Cold call bosses could be forced to cough up under new rules

UK.gov stiffens law after El Reg reveals low fine recovery rate

The UK government is planning to make company directors personally liable for nuisance calls – two years after it first promised the powers to the data protection watchdog.

At the moment, the Information Commissioner's Office can only hand out fines to companies that make spam marketing calls. Under the new plan, announced today, it will have the power to hand out further fines of up to £500,000 to the directors themselves.

The ICO has long called for this power as it struggles to recover cash from nuisance call firms that can simply liquidate to avoid paying up. The move comes after The Register last week revealed the ICO has clawed back just £9.7m of the £17.8m fines it has handed out since 2010.

Most of the unpaid fines are for breaches of the Privacy and Electronic Communications Regulations (PECR), which is usually the law used to fine companies making bulk nuisance marketing texts and calls. Common examples of breaches are failing to get the right permissions from people they call, or to check if numbers are listed on opt-out database the Telephone Preference Service.

According to figures released under the Freedom of Information Act, just £2.2m of the £8.5m fines handed out under PECR were paid back, with many of the largest bills going unpaid. In contrast, £7.5m of the £9.3m handed out under the Data Protection Act (DPA) have been recovered.

For instance, Keurboom Communications, which was hit with a record fine of £400,000 (the maximum under PECR is £500,000*) in 2017, was in liquidation by the time the fine was announced, and has yet to pay any money back.

The same is true for ProDial and Your Money Rights – both of which dissolved without having paid back any of their £350,000 fines – while Media Tactics and CheckPoint Claims were dissolved after being handed fines of £270,000 and £250,000, respectively.

The government and ICO have noted that in some cases the Insolvency Service can disqualify people from acting as directors – but the aim of the latest move is to help fill the government's coffers and ensure that the fines retain their deterrent effect.

"Even if a disqualification order is placed on the director following a company's dissolution, the debt originally placed on the company would go unrecovered without further enforcement action," the government consultation document on the proposed changes stated.

"This unlawful procedure undermines the ICO's enforcement powers and constricts one of the ICO's funding streams."

The government consultation (PDF) – which offers up two options, the status quo or extra powers – runs until August.

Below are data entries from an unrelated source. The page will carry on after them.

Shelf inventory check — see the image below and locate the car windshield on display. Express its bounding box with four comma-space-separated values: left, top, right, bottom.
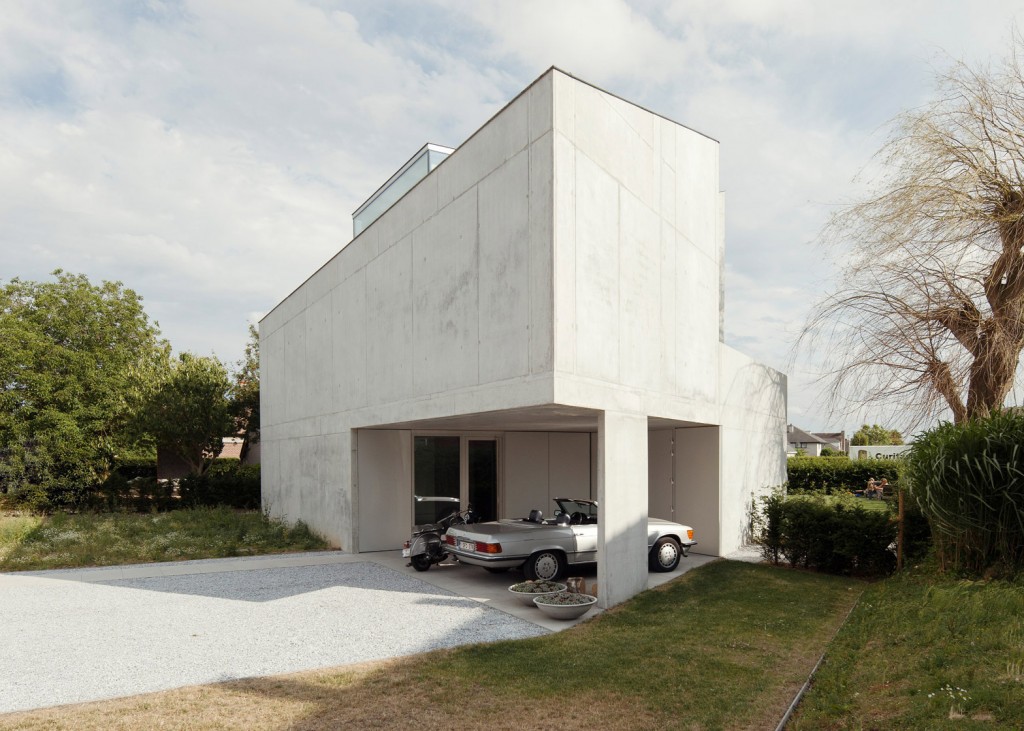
554, 498, 598, 522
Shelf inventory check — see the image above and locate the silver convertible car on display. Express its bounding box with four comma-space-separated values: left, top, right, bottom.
444, 497, 697, 581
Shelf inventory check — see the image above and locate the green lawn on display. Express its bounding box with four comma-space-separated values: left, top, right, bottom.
0, 507, 329, 571
791, 566, 1024, 729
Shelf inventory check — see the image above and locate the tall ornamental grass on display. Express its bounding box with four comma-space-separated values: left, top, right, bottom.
906, 410, 1024, 575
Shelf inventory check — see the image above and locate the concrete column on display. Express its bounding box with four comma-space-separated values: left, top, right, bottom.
597, 410, 649, 608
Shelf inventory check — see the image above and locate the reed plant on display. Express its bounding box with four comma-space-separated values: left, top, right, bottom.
905, 410, 1024, 575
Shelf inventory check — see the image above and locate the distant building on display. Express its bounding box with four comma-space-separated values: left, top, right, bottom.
849, 444, 912, 460
787, 425, 828, 457
812, 431, 848, 453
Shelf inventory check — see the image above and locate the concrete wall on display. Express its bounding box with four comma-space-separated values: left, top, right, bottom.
551, 72, 721, 418
261, 73, 558, 547
504, 432, 591, 519
718, 344, 788, 553
674, 426, 721, 555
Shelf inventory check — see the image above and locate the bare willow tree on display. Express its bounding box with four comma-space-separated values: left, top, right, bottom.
803, 35, 1024, 427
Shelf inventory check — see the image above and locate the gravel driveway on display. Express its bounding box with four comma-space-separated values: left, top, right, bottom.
0, 556, 548, 714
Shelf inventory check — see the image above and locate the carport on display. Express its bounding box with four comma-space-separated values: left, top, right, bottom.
354, 405, 724, 608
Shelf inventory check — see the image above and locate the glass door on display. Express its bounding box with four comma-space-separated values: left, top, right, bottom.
467, 439, 498, 522
413, 435, 460, 524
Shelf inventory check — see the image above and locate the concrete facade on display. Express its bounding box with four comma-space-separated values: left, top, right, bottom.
260, 68, 787, 608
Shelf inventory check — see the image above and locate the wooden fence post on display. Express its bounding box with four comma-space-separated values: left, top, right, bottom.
897, 489, 905, 572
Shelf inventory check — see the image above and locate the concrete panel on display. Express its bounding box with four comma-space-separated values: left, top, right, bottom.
356, 430, 412, 552
503, 432, 549, 520
320, 430, 353, 550
597, 410, 648, 608
548, 432, 590, 502
303, 253, 341, 308
338, 227, 379, 277
648, 429, 674, 521
674, 426, 720, 556
618, 188, 662, 391
365, 235, 414, 403
574, 151, 619, 382
332, 269, 366, 412
412, 189, 479, 393
478, 149, 530, 383
305, 292, 334, 416
675, 130, 719, 259
437, 91, 529, 208
260, 325, 285, 428
527, 71, 553, 143
283, 312, 307, 423
529, 132, 555, 375
552, 133, 576, 375
573, 82, 655, 211
552, 71, 575, 140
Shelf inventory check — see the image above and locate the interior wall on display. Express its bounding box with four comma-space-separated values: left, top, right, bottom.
647, 429, 674, 521
673, 426, 720, 555
356, 429, 412, 552
503, 431, 590, 519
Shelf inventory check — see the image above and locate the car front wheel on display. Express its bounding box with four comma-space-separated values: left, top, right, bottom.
648, 537, 682, 572
523, 550, 567, 581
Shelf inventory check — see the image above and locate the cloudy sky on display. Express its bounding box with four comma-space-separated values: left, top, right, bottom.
3, 0, 1023, 433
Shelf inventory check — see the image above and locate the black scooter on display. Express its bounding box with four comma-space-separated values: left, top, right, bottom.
403, 499, 477, 572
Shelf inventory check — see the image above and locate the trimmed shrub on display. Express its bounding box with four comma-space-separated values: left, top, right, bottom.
787, 456, 902, 493
179, 463, 260, 509
111, 457, 157, 481
905, 410, 1024, 576
756, 492, 897, 576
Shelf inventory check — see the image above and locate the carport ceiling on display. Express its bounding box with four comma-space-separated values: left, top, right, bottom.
363, 405, 705, 433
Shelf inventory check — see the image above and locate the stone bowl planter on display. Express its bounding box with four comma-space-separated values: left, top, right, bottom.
507, 580, 567, 606
533, 592, 598, 620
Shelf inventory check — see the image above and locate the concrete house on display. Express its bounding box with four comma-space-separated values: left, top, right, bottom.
260, 68, 787, 607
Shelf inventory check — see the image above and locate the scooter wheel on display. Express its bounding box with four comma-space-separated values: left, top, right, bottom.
410, 555, 432, 572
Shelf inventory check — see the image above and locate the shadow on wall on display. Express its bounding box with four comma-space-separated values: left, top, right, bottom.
720, 360, 788, 546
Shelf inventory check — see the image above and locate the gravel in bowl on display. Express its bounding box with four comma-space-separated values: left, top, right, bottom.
533, 592, 597, 620
507, 580, 567, 606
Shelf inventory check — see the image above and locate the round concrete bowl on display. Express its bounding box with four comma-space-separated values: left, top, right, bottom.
507, 582, 567, 606
533, 593, 598, 620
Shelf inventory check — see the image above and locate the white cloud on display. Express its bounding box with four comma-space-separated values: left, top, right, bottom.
2, 0, 1023, 427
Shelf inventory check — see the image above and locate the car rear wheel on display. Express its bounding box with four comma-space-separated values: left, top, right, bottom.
523, 550, 567, 581
648, 537, 681, 572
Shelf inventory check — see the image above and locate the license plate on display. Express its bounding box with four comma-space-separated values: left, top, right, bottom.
401, 548, 411, 558
458, 540, 475, 552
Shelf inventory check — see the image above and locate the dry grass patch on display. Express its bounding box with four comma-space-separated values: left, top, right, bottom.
0, 561, 863, 731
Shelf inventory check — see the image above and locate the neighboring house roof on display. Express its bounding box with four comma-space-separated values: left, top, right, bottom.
812, 431, 846, 448
787, 425, 827, 446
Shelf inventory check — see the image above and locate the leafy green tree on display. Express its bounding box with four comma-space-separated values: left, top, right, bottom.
230, 324, 260, 461
135, 353, 234, 476
0, 271, 164, 507
850, 424, 904, 446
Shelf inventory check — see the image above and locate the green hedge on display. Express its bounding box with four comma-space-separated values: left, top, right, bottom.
89, 462, 260, 512
787, 456, 902, 493
756, 492, 897, 576
905, 410, 1024, 576
179, 463, 260, 510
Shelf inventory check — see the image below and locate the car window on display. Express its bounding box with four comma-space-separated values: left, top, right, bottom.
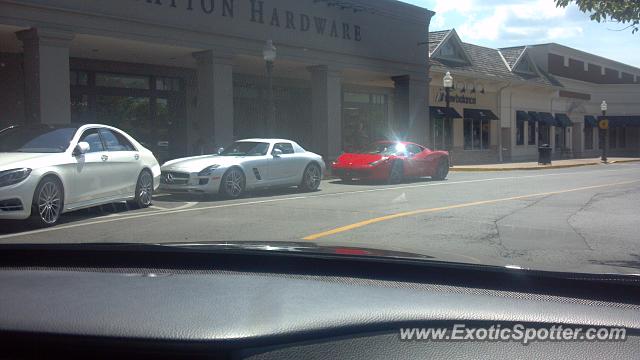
406, 144, 422, 155
274, 143, 295, 154
78, 129, 104, 153
0, 126, 77, 153
99, 129, 136, 151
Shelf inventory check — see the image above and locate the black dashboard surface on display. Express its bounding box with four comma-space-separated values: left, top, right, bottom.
1, 247, 639, 359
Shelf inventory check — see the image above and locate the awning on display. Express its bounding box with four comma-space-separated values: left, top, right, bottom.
555, 113, 573, 127
584, 115, 598, 127
598, 115, 640, 127
430, 106, 462, 119
538, 112, 556, 125
464, 108, 499, 120
527, 111, 540, 122
516, 110, 530, 122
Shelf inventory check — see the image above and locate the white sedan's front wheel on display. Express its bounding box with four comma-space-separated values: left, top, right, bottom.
30, 177, 63, 227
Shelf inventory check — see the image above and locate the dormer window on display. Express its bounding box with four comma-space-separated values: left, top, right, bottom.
434, 40, 470, 64
514, 56, 537, 76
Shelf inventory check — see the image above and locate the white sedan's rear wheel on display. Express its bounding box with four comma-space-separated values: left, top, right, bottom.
131, 170, 154, 208
221, 167, 246, 199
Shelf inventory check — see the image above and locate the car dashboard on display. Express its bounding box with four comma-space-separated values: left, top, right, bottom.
0, 246, 639, 359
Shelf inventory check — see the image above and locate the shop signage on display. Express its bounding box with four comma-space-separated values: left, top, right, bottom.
433, 88, 477, 105
137, 0, 363, 41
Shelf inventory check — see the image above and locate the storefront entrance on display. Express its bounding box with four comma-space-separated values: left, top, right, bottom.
70, 70, 187, 164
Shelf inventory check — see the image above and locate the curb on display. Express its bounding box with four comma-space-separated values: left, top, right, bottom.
450, 159, 640, 172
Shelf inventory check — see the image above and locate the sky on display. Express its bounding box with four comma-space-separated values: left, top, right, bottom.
401, 0, 640, 68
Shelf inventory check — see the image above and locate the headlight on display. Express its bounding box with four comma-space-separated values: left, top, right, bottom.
198, 165, 221, 177
369, 157, 389, 166
0, 168, 32, 187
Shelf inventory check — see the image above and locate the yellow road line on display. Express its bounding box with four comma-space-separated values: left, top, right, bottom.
303, 180, 639, 241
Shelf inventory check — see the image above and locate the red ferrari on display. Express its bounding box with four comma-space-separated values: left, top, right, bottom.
331, 141, 450, 183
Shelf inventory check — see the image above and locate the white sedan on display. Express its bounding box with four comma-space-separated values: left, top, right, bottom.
160, 139, 325, 198
0, 124, 160, 227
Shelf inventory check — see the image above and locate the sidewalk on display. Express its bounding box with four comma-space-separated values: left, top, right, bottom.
451, 157, 640, 172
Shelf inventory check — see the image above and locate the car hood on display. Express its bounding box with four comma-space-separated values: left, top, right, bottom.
0, 152, 63, 172
162, 155, 249, 172
335, 153, 384, 166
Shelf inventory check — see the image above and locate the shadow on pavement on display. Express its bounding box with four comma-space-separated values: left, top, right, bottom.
0, 202, 138, 236
158, 186, 318, 203
328, 177, 439, 186
588, 254, 640, 271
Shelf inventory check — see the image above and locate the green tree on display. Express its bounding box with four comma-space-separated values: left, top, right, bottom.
556, 0, 640, 33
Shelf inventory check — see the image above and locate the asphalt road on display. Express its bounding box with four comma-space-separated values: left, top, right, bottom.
2, 163, 640, 275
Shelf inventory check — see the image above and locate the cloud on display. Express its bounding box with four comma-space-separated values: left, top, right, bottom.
432, 0, 584, 43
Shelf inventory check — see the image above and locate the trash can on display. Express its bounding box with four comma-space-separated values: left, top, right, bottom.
538, 144, 552, 165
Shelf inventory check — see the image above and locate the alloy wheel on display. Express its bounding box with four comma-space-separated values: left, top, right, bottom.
304, 165, 321, 190
224, 169, 244, 197
138, 171, 153, 207
37, 181, 61, 225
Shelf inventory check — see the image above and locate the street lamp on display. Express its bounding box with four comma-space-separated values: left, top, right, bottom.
263, 39, 277, 137
600, 100, 608, 163
441, 71, 454, 150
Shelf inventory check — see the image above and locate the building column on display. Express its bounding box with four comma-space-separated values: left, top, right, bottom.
308, 65, 342, 160
392, 74, 429, 146
16, 28, 74, 125
193, 50, 234, 152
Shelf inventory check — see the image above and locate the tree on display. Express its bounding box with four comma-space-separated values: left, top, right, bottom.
555, 0, 640, 33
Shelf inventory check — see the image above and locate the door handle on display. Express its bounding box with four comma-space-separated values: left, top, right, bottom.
134, 153, 140, 160
101, 154, 109, 162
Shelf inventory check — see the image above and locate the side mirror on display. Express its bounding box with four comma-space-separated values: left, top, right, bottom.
73, 141, 90, 156
217, 147, 224, 155
408, 152, 416, 158
272, 148, 283, 157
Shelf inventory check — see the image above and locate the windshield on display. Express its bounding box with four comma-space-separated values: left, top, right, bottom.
219, 142, 270, 157
1, 0, 640, 278
365, 143, 407, 156
0, 126, 77, 153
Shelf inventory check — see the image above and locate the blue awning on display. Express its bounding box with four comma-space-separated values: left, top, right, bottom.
598, 115, 640, 127
584, 115, 597, 127
527, 111, 540, 122
464, 108, 499, 120
516, 110, 530, 122
430, 106, 462, 119
538, 112, 556, 125
555, 113, 572, 127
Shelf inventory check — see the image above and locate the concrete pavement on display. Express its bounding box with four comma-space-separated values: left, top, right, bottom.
451, 157, 640, 171
1, 162, 640, 275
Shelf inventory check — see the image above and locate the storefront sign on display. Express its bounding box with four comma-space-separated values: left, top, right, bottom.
433, 88, 477, 105
137, 0, 363, 41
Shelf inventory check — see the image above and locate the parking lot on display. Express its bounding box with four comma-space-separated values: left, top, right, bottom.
2, 163, 640, 275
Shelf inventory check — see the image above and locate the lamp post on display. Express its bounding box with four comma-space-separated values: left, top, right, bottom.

If the decision is made to change PECR, it will be implemented using a negative statutory instrument, meaning it automatically becomes law without debate in parliament unless either house objects. ®

*Bootnote

The stronger fines touted under the General Data Protection Regulation – which are set out in the UK's statute books in the form of the new Data Protection Act, at £17m or 4 per cent of global turnover – do not apply to PECR, where the max remains £500,000. The DPA also allows for company officers to be held personally liable for criminal offences – though not for non-criminal breaches.